BSP seen keeping rates steady

STAR/File photo

MANILA, Philippines - Standard Chartered Bank expects the Bangko Sentral ng Pilipinas to keep its key policy rates unchanged until next year amid the benign inflation and stable financial conditions.

In a report, StanChart economist Jeff Ng said monetary authorities in the Philippines are likely to keep rates for the overnight borrowing or reverse repurchase facility and overnight lending or repurchase facility as well as special deposit account (SDA) facility steady this year and next year.

 “We would like to reiterate our expectations on BSP policy rates for the rest of the year. We currently expect no changes to the reserve repo rate and the SDA rate for the rest of this and next year,” Ng said.

Ng said inflation is expected to ease further in the third quarter of the year before bottoming out in fourth quarter as food inflation is likely to stay muted.

Inflation eased to a 20-year low of 1.2 percent in June from 1.6 percent in May.

 “However low inflation is not likely to be sustained. We see a modest rebound from the fourth quarter, as base effects turn unfavorable. As a result, there is little need for the BSP to cut policy rates now and hike later on,” Ng said.

StanChart further slashed its price forecast for oil to an average of $64 instead of $76 per barrel this year and $83 instead of $100 for next year.

 “While we still expect oil prices to rebound, we now expect a modest pace of rebound in oil prices,” Ng said.

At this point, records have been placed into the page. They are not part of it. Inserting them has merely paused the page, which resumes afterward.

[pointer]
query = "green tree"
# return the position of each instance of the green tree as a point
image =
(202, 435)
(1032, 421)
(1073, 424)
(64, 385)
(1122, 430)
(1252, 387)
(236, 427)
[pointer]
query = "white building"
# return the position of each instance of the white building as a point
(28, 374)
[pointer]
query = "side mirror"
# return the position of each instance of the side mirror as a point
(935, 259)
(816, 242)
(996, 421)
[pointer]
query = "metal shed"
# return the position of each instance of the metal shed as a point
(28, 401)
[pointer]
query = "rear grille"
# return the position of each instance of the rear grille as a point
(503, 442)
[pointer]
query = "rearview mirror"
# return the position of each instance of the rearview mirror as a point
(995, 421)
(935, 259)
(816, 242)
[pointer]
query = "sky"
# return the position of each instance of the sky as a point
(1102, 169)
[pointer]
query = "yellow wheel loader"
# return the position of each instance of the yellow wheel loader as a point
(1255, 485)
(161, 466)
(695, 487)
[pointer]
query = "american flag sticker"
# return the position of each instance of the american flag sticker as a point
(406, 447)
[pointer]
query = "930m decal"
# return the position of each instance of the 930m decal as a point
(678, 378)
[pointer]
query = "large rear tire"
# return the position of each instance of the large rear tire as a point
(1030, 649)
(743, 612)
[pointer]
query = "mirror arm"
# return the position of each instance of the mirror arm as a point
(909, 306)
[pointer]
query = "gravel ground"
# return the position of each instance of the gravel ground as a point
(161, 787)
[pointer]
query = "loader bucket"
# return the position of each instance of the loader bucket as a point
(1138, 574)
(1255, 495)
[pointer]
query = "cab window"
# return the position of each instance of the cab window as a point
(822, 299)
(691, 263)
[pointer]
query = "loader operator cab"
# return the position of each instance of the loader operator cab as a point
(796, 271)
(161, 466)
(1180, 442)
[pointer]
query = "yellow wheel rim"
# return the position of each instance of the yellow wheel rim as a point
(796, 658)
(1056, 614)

In its Global Research report last June 9, StanChart revised downwards its inflation forecast to 1.9 percent instead of 2.2 percent this year and to 2.9 percent instead of 3.5 percent next year.

Likewise, the British bank believed the BSP would keep key policy rates steady until the end of 2016 instead of an earlier projection of a 50-basis point hike.

BSP Governor Amando Tetangco Jr. said the other day there is no need to alter monetary policy settings as the Philippines is expected to withstand external shocks arising from the much anticipated interest rate hike by the US Federal Reserve.

“Remember we took tightening measures last year. In 2014, we increased reserve requirements and rates. Those preemptive measures were designed in anticipation of the US Fed lift off. That was one of the things and those haven’t been unwound, and they’re still there. We’re in a good position,” Tetangco said.